This week’s confirmation that the Melbourne Storm’s Matt King has signed a lucrative contract with the UK Super League club, Warrington, has alarmed many rugby league observers, and rightly so.

Almost since the foundation of rugby league in Australia 99 years ago players have been ending their careers in England. It predates the modern totally professional game, and the salary cap.

But this year what has been a steady flow has become a veritable flood – with the alarm bells ringing because more and more players in the NRL are shifting to England mid-career, not just at the end.

Matt King is the latest, and most significant, player to shift mid-career. He is 26, has only been in first grade for four years, and is a current Kangaroos and NSW Origin player.

And next year he will be joined in the UK Super League by at least two other current State of Origin players, the Maroons’ Shaun Berrigan and Dane Carlaw.

And not only are players shifting to the UK mid-career, they are also doing so mid-season. The Sydney Roosters released Chris Flannery a month or so ago, and he is now playing with St Helens. Just a year ago, he was a member of the winning Maroons Origin team.

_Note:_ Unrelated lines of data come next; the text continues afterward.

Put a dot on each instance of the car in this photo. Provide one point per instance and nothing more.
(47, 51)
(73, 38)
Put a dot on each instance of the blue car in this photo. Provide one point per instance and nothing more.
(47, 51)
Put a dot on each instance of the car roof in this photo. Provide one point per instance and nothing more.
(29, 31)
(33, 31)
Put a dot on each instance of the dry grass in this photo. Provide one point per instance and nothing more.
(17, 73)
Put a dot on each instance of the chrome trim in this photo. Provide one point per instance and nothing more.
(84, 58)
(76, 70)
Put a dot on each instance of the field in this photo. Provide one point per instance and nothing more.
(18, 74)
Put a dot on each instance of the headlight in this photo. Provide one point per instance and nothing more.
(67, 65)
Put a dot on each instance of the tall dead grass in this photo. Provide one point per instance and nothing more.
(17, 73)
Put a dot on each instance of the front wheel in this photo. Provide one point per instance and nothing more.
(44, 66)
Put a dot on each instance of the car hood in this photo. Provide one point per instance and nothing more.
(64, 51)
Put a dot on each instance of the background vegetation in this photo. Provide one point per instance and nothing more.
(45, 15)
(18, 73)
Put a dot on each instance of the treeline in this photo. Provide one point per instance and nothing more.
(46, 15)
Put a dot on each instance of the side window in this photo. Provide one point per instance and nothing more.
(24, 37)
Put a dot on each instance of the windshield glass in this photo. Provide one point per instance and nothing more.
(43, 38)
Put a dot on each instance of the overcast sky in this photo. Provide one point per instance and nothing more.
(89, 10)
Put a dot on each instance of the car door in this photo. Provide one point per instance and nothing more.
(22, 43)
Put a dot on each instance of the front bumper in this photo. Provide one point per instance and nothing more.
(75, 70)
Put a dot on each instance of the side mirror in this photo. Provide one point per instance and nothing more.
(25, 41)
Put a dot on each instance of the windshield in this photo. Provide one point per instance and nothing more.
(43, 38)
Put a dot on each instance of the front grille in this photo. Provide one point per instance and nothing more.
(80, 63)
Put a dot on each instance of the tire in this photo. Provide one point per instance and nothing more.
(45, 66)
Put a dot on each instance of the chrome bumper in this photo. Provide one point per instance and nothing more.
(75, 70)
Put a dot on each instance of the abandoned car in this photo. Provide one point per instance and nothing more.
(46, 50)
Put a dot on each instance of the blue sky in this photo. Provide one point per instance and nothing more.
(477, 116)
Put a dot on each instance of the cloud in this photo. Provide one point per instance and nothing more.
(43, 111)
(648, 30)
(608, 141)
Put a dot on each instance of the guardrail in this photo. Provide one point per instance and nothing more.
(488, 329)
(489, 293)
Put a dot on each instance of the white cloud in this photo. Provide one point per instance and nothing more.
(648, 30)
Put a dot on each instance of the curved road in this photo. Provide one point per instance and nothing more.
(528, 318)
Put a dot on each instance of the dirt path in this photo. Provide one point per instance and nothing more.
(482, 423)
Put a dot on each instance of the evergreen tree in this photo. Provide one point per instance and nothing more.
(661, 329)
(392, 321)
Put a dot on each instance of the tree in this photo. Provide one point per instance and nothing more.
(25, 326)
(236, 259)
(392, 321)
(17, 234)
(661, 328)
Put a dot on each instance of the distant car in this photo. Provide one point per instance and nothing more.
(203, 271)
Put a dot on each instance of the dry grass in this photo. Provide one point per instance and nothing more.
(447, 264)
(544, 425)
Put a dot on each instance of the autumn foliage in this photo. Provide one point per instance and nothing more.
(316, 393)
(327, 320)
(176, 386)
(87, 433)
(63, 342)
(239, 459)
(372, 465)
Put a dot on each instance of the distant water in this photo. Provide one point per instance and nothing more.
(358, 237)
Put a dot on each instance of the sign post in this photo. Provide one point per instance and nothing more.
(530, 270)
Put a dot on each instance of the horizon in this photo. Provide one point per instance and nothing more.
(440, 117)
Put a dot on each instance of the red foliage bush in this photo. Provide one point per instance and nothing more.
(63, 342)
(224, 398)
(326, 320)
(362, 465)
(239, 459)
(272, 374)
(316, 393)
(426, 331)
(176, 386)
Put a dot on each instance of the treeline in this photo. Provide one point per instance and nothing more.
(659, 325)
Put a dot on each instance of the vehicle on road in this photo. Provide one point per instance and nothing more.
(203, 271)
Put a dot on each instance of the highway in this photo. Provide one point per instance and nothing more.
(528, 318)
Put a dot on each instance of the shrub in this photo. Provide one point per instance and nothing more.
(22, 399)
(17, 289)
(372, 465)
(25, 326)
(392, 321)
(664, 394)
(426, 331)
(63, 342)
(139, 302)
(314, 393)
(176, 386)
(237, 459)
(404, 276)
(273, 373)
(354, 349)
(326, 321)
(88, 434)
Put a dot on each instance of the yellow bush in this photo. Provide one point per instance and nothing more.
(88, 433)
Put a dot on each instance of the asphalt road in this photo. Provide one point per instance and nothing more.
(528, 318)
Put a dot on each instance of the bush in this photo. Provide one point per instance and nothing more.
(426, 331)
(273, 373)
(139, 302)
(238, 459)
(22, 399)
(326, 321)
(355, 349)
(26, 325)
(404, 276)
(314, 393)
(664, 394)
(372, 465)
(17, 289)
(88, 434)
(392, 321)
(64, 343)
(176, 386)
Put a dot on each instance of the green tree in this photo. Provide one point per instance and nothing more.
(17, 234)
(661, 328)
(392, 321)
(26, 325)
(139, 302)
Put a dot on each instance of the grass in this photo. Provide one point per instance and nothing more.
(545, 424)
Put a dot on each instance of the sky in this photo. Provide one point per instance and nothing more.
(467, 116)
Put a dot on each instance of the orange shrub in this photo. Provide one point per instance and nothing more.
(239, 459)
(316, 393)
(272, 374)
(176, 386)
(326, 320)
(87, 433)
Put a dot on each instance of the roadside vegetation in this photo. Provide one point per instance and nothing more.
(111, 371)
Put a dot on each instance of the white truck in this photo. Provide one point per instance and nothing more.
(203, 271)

A league “tragic” friend of mine, Matt Starkey, has put together two teams of ex-NRL players now in the UK Super League which would be very competitive in the NRL premiership. And when you look at the careers, and ages, of the players he has named you have to agree both teams would give many of the NRL clubs a serious run for their money.

Here are just some of the ex-NRL players he has named – Bryan Fletcher, Chris Flannery, Stacey Jones, Matt Sing, Scott Hill, Trent Barrett, Phil Bailey and Glenn Morrison. And next year King, Carlaw and Berrigan can be named as well.

At present there are at least 74 ex-NRL premiership players in first grade in the UK Super League competition. In 2008 the number will pass the 80 mark.

While players, coaches and clubs officials are alarmed, the NRL has taken a remarkably relaxed approach to the issue – and it has done so for one good reason.

Players are shifting to the UK in droves because of the higher payments on offer (lifted by the relative value of the English currency) and the restrictions the NRL salary cap is imposing on all 16 clubs in the premiership.

The only real “solution” to the player drain is for the salary cap to be lifted significantly. Hell will freeze over before that happens – any rise in the salary cap would have to be funded by the NRL. And that would mean a reduction in the $8 million a year dividend its owners – News Limited and the Australian Rugby League – demand and receive!